Secure your web application with OWASP

21. november 2022 by Jeppe Basse

Many organizations haven’t considered a fixed standard for their web security. This makes it hard to determine how secure you are. It is not always enough to ask a developer “Are things secure?”. It becomes a subjective assessment with risks of missing critical issues.

Security should be based on known standards to ensure common understanding in development and following security check (QA). A standard also ensures you don’t implement “Security by Obscurity” – hidden or personal patterns instead of an open standard.


How we have implemented the OWASP security standard

The Open Web Application Security Project (OWASP) ( is a non-profit fond that works for improving software security. They deliver both courses and standards but most importantly have well documented principles for how security should be implemented in web applications.

With the OWASP open source standard you adhere to one of the world’s most widespread standards. Many experts have thought through and described safe patterns that make it manageable to keep an ongoing eye on your security. With well described principles it is easier to educate your developers and do documentation while keeping security procedures updated externally.

We always start with the OWASP Top 10 list which is conveyed to all developers. When we do security checks our QA team also test from the same standard while doing injection tests etc. With OWASP it’s easy to communicate to our clients what their baseline security looks like – from here they can always add extra security if needed. There’s a difference in dealing with standard public websites based on Umbraco CMS or if it’s a system with more personally sensitive data.

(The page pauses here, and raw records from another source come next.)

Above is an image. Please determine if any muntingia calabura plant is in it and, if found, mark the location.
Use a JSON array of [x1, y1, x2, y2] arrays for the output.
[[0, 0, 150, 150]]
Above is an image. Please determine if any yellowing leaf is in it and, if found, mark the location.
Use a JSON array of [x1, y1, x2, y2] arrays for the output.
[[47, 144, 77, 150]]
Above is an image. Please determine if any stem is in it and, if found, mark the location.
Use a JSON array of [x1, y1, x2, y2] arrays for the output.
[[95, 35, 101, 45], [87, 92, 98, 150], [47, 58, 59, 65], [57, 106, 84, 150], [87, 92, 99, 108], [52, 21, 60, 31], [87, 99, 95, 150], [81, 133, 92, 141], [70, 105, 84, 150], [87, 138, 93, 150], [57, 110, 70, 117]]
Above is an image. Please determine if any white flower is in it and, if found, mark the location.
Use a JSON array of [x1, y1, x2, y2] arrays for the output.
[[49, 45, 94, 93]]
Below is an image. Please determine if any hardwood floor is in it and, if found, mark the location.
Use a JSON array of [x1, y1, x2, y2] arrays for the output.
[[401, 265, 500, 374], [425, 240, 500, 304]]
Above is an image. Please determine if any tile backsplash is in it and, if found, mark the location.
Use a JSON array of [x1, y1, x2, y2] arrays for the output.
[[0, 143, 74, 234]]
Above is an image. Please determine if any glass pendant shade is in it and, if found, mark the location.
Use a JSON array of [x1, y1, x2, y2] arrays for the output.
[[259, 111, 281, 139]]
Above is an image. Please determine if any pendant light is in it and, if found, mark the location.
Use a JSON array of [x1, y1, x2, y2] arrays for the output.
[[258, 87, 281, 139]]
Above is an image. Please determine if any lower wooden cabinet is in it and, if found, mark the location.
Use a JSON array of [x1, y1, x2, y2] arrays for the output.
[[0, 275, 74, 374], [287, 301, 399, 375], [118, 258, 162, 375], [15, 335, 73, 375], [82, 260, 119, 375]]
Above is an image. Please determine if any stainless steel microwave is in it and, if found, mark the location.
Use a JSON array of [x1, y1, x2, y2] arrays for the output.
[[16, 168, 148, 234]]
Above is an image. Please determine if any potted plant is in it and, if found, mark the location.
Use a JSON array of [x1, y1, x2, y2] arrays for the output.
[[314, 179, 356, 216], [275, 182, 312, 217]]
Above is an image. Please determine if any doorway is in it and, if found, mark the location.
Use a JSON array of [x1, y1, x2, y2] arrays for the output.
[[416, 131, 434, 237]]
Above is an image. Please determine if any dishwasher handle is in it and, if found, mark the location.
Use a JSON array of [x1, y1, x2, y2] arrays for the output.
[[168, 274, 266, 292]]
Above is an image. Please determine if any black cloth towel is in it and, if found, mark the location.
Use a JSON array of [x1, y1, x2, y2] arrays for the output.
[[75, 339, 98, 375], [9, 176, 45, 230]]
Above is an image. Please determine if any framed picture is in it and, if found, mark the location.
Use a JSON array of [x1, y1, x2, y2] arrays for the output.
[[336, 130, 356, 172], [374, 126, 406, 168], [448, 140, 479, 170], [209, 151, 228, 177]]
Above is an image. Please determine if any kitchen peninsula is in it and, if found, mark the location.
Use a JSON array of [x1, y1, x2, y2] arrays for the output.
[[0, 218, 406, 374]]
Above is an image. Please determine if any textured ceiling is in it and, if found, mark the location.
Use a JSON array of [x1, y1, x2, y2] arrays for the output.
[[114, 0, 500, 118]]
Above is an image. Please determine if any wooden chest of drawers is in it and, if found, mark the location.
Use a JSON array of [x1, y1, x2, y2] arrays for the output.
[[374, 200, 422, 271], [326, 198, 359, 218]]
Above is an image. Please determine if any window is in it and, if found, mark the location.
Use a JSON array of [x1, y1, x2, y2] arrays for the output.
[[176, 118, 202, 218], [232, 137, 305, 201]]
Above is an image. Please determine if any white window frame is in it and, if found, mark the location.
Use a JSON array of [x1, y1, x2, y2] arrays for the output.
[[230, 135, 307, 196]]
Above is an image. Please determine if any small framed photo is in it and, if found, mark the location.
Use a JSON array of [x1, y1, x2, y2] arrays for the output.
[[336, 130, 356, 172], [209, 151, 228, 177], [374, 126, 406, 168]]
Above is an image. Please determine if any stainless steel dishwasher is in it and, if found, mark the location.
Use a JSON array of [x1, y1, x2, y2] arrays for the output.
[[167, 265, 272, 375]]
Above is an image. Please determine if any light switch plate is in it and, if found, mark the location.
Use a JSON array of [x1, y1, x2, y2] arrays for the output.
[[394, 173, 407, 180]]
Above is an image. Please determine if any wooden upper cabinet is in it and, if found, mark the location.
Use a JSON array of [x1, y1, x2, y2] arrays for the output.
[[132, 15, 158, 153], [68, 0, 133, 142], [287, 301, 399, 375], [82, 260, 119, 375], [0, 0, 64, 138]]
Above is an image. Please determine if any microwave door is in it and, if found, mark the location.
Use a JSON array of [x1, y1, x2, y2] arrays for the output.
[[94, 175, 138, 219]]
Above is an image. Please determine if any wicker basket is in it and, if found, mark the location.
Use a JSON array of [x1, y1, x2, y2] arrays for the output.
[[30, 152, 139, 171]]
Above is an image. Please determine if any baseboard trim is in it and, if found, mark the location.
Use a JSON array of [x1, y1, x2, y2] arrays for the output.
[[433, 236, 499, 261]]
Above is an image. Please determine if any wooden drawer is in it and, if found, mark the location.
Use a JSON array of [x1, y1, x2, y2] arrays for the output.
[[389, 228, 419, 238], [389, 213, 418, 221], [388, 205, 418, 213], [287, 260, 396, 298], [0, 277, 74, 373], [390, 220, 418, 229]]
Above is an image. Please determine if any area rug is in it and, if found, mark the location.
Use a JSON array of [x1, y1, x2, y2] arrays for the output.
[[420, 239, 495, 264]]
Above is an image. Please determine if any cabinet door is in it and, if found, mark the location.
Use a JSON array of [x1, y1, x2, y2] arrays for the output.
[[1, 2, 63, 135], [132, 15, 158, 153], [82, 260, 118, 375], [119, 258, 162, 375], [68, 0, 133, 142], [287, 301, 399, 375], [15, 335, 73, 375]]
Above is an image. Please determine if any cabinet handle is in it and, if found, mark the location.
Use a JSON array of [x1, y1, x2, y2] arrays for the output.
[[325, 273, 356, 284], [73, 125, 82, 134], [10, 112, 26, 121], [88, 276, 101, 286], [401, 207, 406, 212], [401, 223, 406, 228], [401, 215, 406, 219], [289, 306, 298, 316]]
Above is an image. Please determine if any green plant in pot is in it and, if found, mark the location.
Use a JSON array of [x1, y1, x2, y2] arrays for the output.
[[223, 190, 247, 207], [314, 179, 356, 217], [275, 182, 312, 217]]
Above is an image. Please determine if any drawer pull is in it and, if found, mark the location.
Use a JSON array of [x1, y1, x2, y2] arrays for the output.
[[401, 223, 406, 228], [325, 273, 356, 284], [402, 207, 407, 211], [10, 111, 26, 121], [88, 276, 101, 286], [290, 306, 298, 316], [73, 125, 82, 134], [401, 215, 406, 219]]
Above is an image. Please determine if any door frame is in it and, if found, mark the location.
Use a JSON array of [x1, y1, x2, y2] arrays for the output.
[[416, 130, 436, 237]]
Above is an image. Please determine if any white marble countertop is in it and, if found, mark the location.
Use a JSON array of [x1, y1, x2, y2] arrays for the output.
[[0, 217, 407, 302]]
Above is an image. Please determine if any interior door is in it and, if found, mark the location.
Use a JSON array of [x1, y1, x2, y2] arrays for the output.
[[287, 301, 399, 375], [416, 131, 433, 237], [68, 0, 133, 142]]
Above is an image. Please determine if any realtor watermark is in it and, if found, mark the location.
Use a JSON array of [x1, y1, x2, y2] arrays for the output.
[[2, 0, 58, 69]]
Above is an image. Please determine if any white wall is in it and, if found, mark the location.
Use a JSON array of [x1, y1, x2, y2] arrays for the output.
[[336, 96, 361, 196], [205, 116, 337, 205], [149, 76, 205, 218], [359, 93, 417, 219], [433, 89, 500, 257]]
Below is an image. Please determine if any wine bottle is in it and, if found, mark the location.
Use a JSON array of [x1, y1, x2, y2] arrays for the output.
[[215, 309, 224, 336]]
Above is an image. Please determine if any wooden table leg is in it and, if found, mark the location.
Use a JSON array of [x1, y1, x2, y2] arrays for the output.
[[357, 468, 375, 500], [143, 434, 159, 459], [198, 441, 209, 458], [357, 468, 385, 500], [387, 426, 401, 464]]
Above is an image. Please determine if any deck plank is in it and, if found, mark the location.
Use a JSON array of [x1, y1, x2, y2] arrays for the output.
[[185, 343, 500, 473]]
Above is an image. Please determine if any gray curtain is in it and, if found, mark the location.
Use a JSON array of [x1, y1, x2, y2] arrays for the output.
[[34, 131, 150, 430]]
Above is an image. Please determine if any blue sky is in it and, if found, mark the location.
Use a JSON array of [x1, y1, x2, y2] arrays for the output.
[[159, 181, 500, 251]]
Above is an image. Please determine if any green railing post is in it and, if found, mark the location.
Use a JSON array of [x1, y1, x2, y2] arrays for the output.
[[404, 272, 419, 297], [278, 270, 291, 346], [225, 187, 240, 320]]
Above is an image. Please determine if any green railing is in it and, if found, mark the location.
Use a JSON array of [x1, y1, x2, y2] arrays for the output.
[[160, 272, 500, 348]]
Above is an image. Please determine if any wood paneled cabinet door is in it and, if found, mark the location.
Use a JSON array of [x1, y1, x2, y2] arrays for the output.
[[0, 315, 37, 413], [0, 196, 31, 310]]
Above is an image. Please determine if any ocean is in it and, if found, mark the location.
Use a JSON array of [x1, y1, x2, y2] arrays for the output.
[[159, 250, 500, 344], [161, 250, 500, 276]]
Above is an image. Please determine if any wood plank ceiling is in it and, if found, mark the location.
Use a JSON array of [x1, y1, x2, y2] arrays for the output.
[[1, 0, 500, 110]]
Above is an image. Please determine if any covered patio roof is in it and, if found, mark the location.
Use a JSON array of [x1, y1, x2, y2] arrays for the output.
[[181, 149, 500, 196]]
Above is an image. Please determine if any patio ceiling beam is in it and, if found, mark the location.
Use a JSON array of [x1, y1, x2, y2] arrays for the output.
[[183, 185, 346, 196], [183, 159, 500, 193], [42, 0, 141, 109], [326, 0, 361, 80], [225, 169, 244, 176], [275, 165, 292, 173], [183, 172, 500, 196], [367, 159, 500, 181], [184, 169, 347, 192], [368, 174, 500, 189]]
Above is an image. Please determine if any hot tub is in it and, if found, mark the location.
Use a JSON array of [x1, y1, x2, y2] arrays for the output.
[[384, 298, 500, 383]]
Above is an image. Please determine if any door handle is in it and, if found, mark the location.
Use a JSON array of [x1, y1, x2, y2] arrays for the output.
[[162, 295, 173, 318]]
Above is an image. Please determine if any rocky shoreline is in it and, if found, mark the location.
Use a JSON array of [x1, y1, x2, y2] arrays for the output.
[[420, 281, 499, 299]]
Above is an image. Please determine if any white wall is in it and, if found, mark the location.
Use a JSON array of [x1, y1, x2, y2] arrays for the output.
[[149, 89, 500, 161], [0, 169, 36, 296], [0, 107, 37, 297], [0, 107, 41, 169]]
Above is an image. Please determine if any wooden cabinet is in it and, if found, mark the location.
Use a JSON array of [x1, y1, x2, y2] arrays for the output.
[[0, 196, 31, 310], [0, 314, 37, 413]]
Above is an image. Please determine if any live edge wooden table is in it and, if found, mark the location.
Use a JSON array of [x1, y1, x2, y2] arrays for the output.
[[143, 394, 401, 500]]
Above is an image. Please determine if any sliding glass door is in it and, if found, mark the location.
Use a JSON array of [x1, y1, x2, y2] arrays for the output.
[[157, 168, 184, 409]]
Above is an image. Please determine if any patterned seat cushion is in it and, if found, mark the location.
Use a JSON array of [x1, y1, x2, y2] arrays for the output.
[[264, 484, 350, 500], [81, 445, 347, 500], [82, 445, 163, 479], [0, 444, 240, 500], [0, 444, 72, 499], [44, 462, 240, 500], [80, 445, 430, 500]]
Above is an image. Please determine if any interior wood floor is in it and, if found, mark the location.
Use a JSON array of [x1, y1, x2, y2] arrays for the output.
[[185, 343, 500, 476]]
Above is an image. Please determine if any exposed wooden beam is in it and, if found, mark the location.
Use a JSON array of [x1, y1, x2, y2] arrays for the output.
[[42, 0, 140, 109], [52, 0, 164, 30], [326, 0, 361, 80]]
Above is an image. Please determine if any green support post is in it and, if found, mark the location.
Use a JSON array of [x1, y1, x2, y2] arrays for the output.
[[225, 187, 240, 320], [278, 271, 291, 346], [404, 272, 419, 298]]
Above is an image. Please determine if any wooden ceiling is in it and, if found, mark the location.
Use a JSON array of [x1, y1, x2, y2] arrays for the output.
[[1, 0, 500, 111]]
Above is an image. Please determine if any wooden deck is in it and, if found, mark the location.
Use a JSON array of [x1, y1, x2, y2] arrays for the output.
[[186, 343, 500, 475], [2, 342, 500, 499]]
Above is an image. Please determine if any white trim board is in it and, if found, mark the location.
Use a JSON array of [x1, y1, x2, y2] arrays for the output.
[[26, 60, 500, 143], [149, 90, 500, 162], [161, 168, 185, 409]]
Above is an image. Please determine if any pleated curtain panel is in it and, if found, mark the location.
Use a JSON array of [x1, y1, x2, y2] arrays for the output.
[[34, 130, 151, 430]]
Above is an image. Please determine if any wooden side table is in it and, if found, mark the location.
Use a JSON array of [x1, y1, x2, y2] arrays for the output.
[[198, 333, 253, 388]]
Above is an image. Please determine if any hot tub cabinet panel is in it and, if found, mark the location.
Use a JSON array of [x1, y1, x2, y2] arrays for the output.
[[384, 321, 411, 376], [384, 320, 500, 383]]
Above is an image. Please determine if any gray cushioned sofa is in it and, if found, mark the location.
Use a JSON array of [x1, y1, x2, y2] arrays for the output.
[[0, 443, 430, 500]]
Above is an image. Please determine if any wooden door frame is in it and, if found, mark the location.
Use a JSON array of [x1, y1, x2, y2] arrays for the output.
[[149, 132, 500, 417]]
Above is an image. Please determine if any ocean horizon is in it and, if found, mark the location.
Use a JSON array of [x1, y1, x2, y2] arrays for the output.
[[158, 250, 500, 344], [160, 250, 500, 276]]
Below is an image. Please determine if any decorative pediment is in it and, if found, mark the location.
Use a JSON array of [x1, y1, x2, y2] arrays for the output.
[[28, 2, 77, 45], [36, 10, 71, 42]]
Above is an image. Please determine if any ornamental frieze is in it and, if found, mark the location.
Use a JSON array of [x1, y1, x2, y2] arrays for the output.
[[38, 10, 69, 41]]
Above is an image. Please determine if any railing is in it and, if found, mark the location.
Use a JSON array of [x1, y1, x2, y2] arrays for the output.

In any case the Top 10 list is our starting point for security concerns – in dealing with more critical systems we have an expanded security model with IP restrictions, full cryptography and e.g. two-factor authentication (2FA). But when we’re talking about security you always start with the weakest link and here OWASP Top 10 is a really good starting point.

Top 10 OWASP security rules

OWASP Top 10 is a standard awareness document for developers on web application security. It represents broad consensus about the most critical security risks for web applications.

Current OWASP Top 10 (since 2021):

  1. Broken Access Control
  2. Cryptographic Failures
  3. Injection
  4. Insecure Design
  5. Security Misconfiguration
  6. Vulnerable and Outdated Components
  7. Identification and Authentication Failures
  8. Software and Data Integrity Failures
  9. Security Logging and Monitoring Failures
  10. Server-Side Request Forgery

When the 10 principles are implemented the basis for your web application is relatively secure. When you couple it to ongoing check by QA you’ll be sure that the implementation is done correctly by developers.